Typhoon 6

Yellow Earth Theatre
Greenwich Theatre
(2009)

Typhoon 6 logo

At the Greenwich Theatre this week Yellow Earth Theatre has been staging its sixth annual Typhoon Play-reading Festival showcasing contemporary East Asian theatre writing. It attracts work both from the countries of East Asia and from those of East Asian origin who are part of the world diaspora. This year brings plays from China, Singapore, Vietnam, America and the UK.

As well as the play readings themselves the festival opened on Sunday with a story-telling session for the young and an opportunity to meet Philippe Cherbonnier and Jonathan Man, Co-Artistic Directors of Yellow Earth, and listen to live music from Tsukasa Kataoka in the bar. On other nights there are pre-show talks on Yellow Earth's educational and outreach work, on the relationship between writing for theatre and writing for radio and TV, a look at British East Asian experience from the viewpoint of women, refugees, lesbians and gays and a consideration of British East Asian role models in the arts and media. Each evening after the show there are post-show talks with members of the creative teams, comedy performances and DJs spinning the latest East Asian sounds.

Unable to fit in the whole festival I sampled Tuesday's offering: a double bill directed by Philippe Cherbonnier, the first of which came from Canada, the second from a Hong Kong Chinese resident in Britain. The plays run about 40 minutes and 50 minutes and both are presented as works in progress not as final scripts.

Filial by David Yee, actor and associate artistic director of Asian Canadian theatre company fu-GEN, is a two hander that presents a meeting between a father and his estranged, pistol-wielding son that reruns their encounter some half dozen times, on each occasion making changes to its development and outcome, succeeding versions revealing more detail about their story. In Larkin's words 'they fuck you up your mum and dad' and in this series of tense confrontations, the son keeps giving his single-parent father just 15 minutes to answer the charge that it is he who is responsible for the boy's fucked-up life.
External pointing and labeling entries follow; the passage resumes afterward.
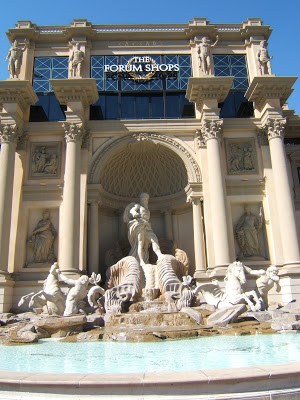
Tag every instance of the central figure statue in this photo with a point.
(140, 233)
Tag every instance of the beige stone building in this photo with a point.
(94, 115)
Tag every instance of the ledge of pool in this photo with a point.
(278, 381)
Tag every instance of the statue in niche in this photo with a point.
(42, 240)
(14, 55)
(42, 163)
(247, 160)
(247, 230)
(140, 233)
(205, 56)
(263, 58)
(76, 60)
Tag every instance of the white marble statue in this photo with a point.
(265, 282)
(233, 293)
(76, 294)
(14, 55)
(205, 56)
(51, 295)
(140, 233)
(263, 59)
(247, 230)
(42, 240)
(76, 60)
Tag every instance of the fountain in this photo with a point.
(142, 301)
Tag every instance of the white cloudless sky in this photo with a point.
(282, 16)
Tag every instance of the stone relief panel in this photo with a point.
(42, 237)
(241, 156)
(45, 160)
(249, 232)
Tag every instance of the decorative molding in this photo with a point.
(74, 132)
(241, 156)
(211, 129)
(188, 158)
(9, 133)
(275, 128)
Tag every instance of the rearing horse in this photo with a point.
(233, 293)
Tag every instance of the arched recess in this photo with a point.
(122, 168)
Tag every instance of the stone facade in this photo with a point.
(220, 188)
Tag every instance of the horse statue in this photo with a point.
(233, 293)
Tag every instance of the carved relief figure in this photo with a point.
(76, 60)
(205, 56)
(246, 230)
(140, 233)
(43, 163)
(241, 158)
(42, 240)
(15, 59)
(263, 59)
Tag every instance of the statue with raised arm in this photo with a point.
(140, 233)
(205, 56)
(15, 59)
(263, 59)
(246, 231)
(76, 294)
(76, 60)
(42, 240)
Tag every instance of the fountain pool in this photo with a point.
(172, 355)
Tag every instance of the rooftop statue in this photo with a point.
(76, 60)
(140, 233)
(15, 59)
(205, 56)
(264, 59)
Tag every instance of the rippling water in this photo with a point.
(170, 355)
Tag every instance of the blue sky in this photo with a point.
(283, 17)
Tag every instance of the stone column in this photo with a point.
(211, 131)
(200, 262)
(9, 136)
(71, 199)
(93, 237)
(284, 197)
(168, 224)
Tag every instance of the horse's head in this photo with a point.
(237, 270)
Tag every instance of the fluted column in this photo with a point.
(200, 262)
(93, 238)
(168, 224)
(71, 198)
(9, 136)
(284, 197)
(211, 131)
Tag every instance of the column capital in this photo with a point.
(210, 129)
(9, 133)
(74, 132)
(264, 89)
(274, 127)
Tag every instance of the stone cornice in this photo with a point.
(19, 92)
(263, 88)
(208, 88)
(75, 90)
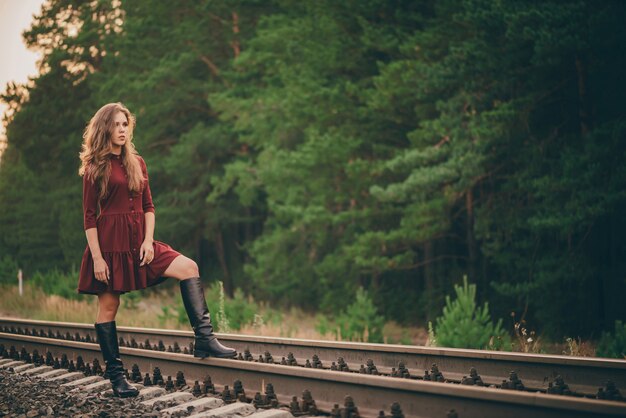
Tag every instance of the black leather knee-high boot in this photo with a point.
(107, 338)
(206, 344)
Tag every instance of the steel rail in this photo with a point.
(370, 393)
(583, 375)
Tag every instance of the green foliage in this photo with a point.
(360, 321)
(613, 345)
(57, 282)
(465, 325)
(228, 314)
(8, 270)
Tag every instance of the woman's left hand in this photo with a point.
(146, 252)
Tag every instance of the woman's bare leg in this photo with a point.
(182, 268)
(107, 307)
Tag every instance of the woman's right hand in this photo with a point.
(101, 269)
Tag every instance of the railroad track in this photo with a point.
(371, 393)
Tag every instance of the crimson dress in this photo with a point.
(121, 229)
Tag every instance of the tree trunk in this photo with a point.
(429, 279)
(219, 249)
(471, 240)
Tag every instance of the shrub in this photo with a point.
(613, 345)
(465, 325)
(8, 270)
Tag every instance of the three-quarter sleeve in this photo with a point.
(90, 202)
(146, 201)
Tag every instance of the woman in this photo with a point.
(121, 254)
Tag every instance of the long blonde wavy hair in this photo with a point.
(96, 150)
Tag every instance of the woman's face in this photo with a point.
(119, 135)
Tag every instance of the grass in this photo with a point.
(159, 308)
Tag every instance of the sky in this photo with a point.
(16, 62)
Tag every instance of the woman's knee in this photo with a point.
(109, 302)
(191, 268)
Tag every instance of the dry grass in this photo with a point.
(148, 312)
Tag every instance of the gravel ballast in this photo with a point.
(26, 397)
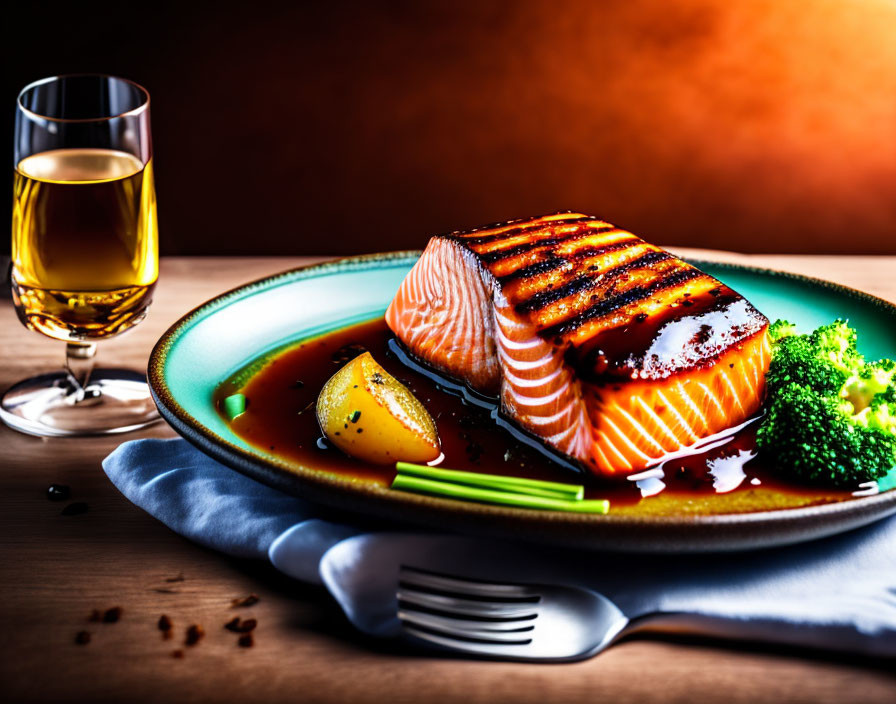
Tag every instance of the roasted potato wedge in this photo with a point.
(368, 414)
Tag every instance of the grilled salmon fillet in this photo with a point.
(608, 349)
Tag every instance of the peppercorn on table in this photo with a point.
(107, 604)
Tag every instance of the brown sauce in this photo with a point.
(282, 387)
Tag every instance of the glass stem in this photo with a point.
(79, 359)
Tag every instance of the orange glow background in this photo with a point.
(758, 126)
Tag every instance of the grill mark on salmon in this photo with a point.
(612, 303)
(609, 350)
(496, 255)
(587, 282)
(473, 239)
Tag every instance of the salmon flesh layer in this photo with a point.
(608, 349)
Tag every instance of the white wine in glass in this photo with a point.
(84, 248)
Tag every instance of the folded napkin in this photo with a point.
(838, 593)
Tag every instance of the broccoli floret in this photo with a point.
(780, 329)
(870, 381)
(831, 416)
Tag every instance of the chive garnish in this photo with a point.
(518, 485)
(404, 482)
(234, 405)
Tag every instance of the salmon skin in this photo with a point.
(608, 349)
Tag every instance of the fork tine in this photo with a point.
(441, 582)
(480, 630)
(467, 607)
(466, 646)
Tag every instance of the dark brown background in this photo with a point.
(766, 125)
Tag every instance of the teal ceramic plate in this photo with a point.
(220, 337)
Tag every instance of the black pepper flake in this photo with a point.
(59, 492)
(75, 509)
(194, 634)
(346, 353)
(250, 600)
(165, 625)
(237, 625)
(306, 408)
(82, 637)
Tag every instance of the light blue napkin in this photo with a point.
(838, 593)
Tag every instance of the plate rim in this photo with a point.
(383, 501)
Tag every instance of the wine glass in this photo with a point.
(84, 248)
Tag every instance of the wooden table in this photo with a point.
(56, 569)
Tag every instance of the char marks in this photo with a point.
(474, 239)
(493, 256)
(586, 282)
(612, 303)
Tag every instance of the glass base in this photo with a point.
(51, 405)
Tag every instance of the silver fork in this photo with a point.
(507, 621)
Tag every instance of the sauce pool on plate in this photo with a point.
(281, 391)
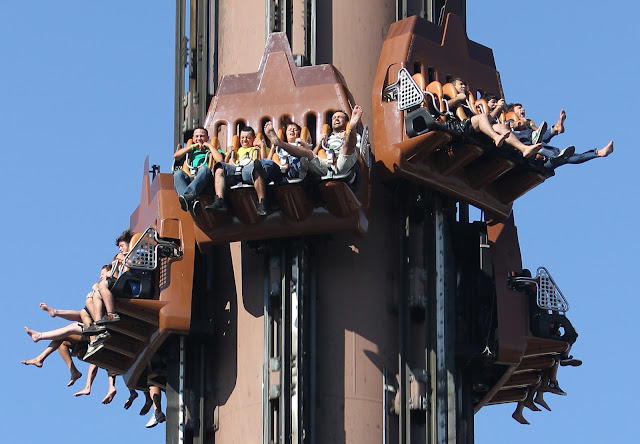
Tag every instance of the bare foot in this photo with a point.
(75, 375)
(356, 115)
(608, 149)
(539, 399)
(501, 138)
(107, 399)
(84, 391)
(517, 415)
(132, 396)
(528, 403)
(51, 311)
(35, 335)
(532, 150)
(33, 361)
(559, 126)
(147, 405)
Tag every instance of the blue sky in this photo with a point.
(87, 93)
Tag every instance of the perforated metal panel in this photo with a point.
(549, 295)
(142, 255)
(409, 93)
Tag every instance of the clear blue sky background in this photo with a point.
(87, 93)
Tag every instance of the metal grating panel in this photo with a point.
(549, 295)
(143, 254)
(409, 93)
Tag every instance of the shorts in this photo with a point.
(229, 173)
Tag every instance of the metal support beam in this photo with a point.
(404, 428)
(311, 17)
(445, 319)
(287, 405)
(180, 64)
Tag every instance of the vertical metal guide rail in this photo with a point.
(287, 348)
(428, 392)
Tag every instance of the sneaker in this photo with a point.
(304, 168)
(92, 350)
(184, 203)
(536, 136)
(570, 361)
(258, 168)
(102, 337)
(93, 329)
(157, 418)
(108, 318)
(561, 158)
(261, 209)
(218, 206)
(196, 207)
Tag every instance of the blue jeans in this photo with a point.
(551, 152)
(294, 168)
(184, 184)
(271, 168)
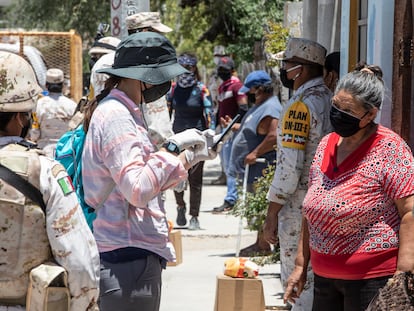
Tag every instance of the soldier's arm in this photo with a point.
(72, 243)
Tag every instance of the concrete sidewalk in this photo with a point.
(191, 286)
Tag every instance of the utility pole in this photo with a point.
(120, 9)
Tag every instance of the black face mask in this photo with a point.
(251, 98)
(224, 75)
(285, 81)
(92, 62)
(156, 92)
(26, 128)
(344, 124)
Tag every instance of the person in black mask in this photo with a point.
(230, 103)
(304, 121)
(357, 214)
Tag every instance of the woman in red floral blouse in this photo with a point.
(357, 214)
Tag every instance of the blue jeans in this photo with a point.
(231, 196)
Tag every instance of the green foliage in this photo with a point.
(275, 40)
(254, 207)
(188, 25)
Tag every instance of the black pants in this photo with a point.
(195, 181)
(130, 286)
(345, 295)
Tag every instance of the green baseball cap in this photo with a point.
(146, 56)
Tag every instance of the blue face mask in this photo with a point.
(186, 80)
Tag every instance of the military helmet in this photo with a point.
(19, 88)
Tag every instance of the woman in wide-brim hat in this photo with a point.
(131, 228)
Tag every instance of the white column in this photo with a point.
(327, 24)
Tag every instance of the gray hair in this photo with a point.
(364, 87)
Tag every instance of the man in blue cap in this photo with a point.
(256, 138)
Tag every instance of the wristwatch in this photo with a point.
(171, 147)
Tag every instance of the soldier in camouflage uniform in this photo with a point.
(305, 120)
(30, 235)
(53, 113)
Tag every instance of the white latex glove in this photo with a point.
(204, 151)
(188, 138)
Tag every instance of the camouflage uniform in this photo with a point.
(29, 235)
(53, 113)
(305, 121)
(61, 234)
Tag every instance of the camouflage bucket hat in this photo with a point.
(19, 88)
(304, 51)
(145, 56)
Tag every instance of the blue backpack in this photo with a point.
(69, 153)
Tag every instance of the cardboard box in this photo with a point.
(175, 238)
(237, 294)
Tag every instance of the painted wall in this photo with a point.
(379, 45)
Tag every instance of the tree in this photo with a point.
(236, 24)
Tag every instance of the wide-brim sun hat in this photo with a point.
(146, 56)
(255, 78)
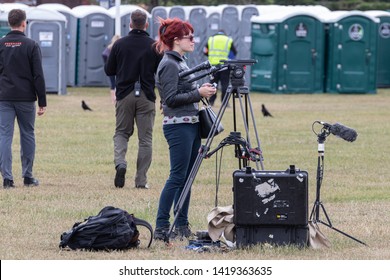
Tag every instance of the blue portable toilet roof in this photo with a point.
(56, 7)
(336, 16)
(126, 9)
(377, 13)
(44, 14)
(85, 10)
(6, 7)
(279, 17)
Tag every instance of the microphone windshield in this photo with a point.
(344, 132)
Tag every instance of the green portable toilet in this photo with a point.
(351, 52)
(383, 53)
(289, 47)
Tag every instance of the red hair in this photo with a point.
(170, 29)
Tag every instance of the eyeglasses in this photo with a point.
(190, 37)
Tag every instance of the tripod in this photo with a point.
(318, 205)
(237, 89)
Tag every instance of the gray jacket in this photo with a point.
(178, 96)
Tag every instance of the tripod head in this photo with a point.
(236, 67)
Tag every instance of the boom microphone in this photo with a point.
(342, 131)
(203, 66)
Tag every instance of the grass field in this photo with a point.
(74, 163)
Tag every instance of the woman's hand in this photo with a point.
(207, 90)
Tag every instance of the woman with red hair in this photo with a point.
(179, 100)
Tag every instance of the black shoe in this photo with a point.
(30, 182)
(184, 231)
(7, 184)
(161, 233)
(146, 186)
(120, 176)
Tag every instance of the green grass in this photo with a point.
(74, 163)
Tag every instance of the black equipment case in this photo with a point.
(271, 206)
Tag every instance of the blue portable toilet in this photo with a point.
(47, 28)
(125, 14)
(246, 12)
(70, 38)
(158, 11)
(197, 16)
(383, 65)
(178, 12)
(351, 55)
(213, 20)
(4, 9)
(95, 28)
(289, 48)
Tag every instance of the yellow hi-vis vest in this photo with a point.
(219, 47)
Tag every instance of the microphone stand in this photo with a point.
(318, 205)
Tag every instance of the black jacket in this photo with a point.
(179, 96)
(21, 73)
(133, 57)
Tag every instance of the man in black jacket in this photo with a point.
(134, 61)
(21, 84)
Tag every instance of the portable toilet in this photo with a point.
(70, 38)
(4, 9)
(383, 54)
(289, 47)
(213, 20)
(47, 28)
(158, 11)
(244, 43)
(95, 28)
(197, 16)
(230, 22)
(351, 52)
(178, 12)
(125, 15)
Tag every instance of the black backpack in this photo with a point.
(111, 229)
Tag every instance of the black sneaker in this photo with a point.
(184, 231)
(146, 186)
(30, 182)
(7, 184)
(120, 176)
(161, 233)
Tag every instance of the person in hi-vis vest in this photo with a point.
(220, 47)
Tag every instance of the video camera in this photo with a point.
(236, 66)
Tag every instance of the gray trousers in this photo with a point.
(141, 111)
(24, 113)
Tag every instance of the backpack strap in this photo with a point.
(140, 222)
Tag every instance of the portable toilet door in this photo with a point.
(125, 12)
(197, 16)
(70, 39)
(95, 30)
(352, 57)
(246, 12)
(230, 22)
(4, 9)
(157, 12)
(289, 47)
(383, 57)
(264, 50)
(47, 28)
(301, 53)
(178, 12)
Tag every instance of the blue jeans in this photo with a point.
(184, 142)
(24, 112)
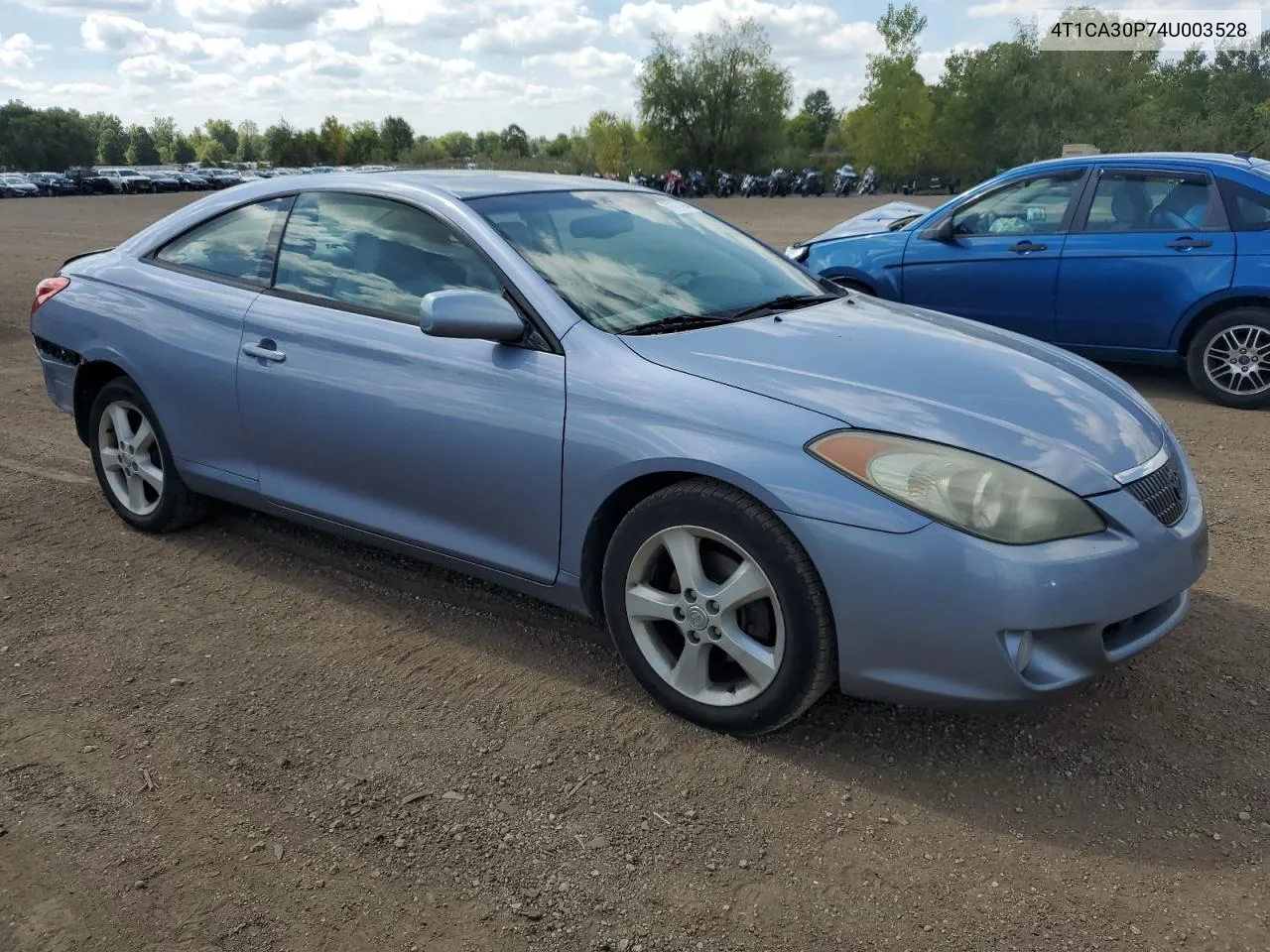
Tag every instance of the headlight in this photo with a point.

Even though holding scripts and in this token staging the actors grasped the opportunities offered. Gradually escalating his performance, Jay Oliver Yip as the son and Jamie Zubarie as the gentle natured father, who has a scene of drug-induced bemusement that adds a welcome lighter touch, gave this a dramatic tension. There are perhaps too many repetitions and re-runs without adding enough new twists or material to entirely hold the interest. I found mine waning - and then came the drugged version which re-concentrated attention. It is a piece that arouses thoughts about parental and filial responsibilities without itself exploring them very deeply. A little shorter it would make a splendid curtain-raiser for a programme of short plays.

The Two of Us by Simon Wu, a writer who has already had plays produced in London and Hong Kong, on BBC radio and on TheatreVoice and been awarded support by the Peggy Ramsay Foundation, is in effect a 40-minute monologue, performed here by Ashley Alyman. It uses the recording of a video message as a device to rationalise direct address to the audience by a young man who says he is Sam, a twin whose brother Eric is so identical that no one can tell which is which. Their links are very close and there is a strong bond between them. They sometimes pretend to be the other, even sharing a girlfriend without the girl realising she is sleeping with a different brother. But such strong love has its opposite. In any close and passionate relationship frustration can make the much loved the target on which to release hate and vent jealousy and so it is with these two twins.

It demands a great deal of a single performer to hold attention with such a long monologue. In production this might be made a little easier by some passages which are presented as video inserts and which appear to feature the other brother, Eric, but is it really he? Although the play describes rather than actually staging its dramatic incidents, Wu's skilfully contrived script soon has us wondering which brother it is actually talking to us - and is it always the same one? Are we really to believe that one twin actually kills the other? Whose blood does the speaker see reflected in a mirror? The man himself begins to be unsure which of the twins he is.

The script gives us no idea for whom the video message is intended and Cherbonnier's direction has the actor moving well out of range of the camera on which it is being recorded. Is this a message or simply an excuse to show a man reasoning with himself? -- a man who may be descending into madness.

Wu's stage directions describe a set with a multiplicity of mirrors, some facing each other so that an image is repeated to infinity, which would give an endless replication of the single person on the stage. Although in its present form the play seems to suggest there are actual twins there is a sense in which this is also an exploration of two sides of a single personality, one in conflict with the other, or the multiplicity of possible patterns a person may chose to follow. It is an intellectual concept rather than a dramatic one but Wu has given it a structure that can be staged theatrically.